Levi Stewart was the PHS student arrested on two counts of felony rape Sept. 6, 2018. He has since been released on $5,000 bond.
On Aug. 20, 2018, Plainfield authorities began to investigate PHS student Stewart in connection with multiple sexual assault allegations. The incidents reportedly occurred at a community park, but it was a few weeks before local news outlets began reporting on the story. Once they did, however, the news eventually spread to the students at PHS.
Howard started investigating the incident around this time but was quickly shut down by school administrators, who told her that it was too sensitive a topic for a student publication to cover. In turn, Howard proposed a compromise: The Quaker Shaker would publish articles about preventing sexual assault at their school in lieu of the sexual assault allegations surrounding Stewart. But administrators rejected this offer, according to Howard, another PHS student, and a PHS parent who all commented to BuzzFeed News. Instead, the school continued to block Howard and the Quaker Shaker from writing anything on the topic.
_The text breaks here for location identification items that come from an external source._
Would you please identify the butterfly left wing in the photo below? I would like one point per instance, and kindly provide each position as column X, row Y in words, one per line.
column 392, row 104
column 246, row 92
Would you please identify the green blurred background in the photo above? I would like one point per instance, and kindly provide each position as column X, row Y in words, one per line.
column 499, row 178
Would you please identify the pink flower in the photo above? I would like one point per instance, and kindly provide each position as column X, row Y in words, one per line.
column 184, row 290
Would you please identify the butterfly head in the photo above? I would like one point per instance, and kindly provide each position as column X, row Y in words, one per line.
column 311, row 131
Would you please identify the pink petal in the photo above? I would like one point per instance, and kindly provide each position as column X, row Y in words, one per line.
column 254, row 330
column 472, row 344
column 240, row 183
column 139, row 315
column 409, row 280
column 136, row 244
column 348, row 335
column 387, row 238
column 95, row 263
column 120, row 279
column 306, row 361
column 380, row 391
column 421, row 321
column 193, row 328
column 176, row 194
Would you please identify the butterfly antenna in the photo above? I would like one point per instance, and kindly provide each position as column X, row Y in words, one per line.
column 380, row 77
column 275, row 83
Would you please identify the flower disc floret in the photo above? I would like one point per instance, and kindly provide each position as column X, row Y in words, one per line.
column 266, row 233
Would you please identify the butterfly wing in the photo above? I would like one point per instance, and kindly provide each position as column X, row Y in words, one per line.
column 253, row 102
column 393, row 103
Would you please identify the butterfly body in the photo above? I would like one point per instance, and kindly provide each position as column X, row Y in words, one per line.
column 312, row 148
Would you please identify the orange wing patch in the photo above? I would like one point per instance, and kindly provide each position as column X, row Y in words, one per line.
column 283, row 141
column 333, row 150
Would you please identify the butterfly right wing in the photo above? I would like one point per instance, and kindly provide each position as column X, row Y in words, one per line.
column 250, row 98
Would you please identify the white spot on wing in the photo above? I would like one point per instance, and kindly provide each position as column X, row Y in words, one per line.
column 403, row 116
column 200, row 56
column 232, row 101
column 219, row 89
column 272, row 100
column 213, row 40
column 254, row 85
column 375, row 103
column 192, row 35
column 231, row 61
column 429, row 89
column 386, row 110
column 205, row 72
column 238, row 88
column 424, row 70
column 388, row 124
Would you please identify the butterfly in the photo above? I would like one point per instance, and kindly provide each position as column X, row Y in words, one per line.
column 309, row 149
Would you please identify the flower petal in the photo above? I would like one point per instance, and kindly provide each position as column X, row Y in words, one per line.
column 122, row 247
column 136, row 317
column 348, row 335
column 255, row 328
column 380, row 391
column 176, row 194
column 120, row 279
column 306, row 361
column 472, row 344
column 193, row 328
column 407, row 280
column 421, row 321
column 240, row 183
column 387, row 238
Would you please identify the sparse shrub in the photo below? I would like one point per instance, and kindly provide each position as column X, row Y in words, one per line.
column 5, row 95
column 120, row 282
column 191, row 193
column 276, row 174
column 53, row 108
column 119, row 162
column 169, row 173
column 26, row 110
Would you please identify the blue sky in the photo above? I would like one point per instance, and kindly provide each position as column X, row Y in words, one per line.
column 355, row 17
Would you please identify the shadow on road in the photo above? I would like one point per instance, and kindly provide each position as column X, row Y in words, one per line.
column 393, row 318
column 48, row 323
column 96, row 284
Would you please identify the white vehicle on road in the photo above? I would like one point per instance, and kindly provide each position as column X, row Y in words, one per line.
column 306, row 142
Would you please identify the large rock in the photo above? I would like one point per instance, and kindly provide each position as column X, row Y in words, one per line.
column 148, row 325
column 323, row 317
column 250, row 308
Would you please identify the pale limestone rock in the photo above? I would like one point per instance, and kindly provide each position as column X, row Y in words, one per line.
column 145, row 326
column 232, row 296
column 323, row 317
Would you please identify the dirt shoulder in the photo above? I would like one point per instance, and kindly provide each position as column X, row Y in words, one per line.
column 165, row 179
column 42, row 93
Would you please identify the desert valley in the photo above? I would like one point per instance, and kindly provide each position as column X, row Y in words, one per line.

The administration seemed more interested in how the school is perceived by the community than stopping sexual assault, Howard told BuzzFeed News.
Case moves forward without student press coverage
Howard, in compliance with the school’s demands, has published nothing on the charges against Stewart. She elected this route mainly to protect Burress, the magazine’s faculty adviser, from potential administration backlash; Burress had faced scrutiny in 2017 when the magazine published an article on dating in high school that made parents and administrators uncomfortable. Meanwhile, Stewart pleaded not guilty to all charges and is scheduled for trial in March 2019. PHS students will still be barred from covering the case. The administration is able to enforce this ban because the Quaker Shaker staff uses PHS space and equipment to produce the magazine, even though the school no longer funds the publication itself.
In a comment, a Plainfield district spokesperson said she was uncertain whether “students were forbidden from writing stories about the case or about sexual assault generally,” according to BuzzFeed News. In response to other requests for information surrounding the limitations placed on the Quaker Shaker, PHS administrators offered no additional details or comments.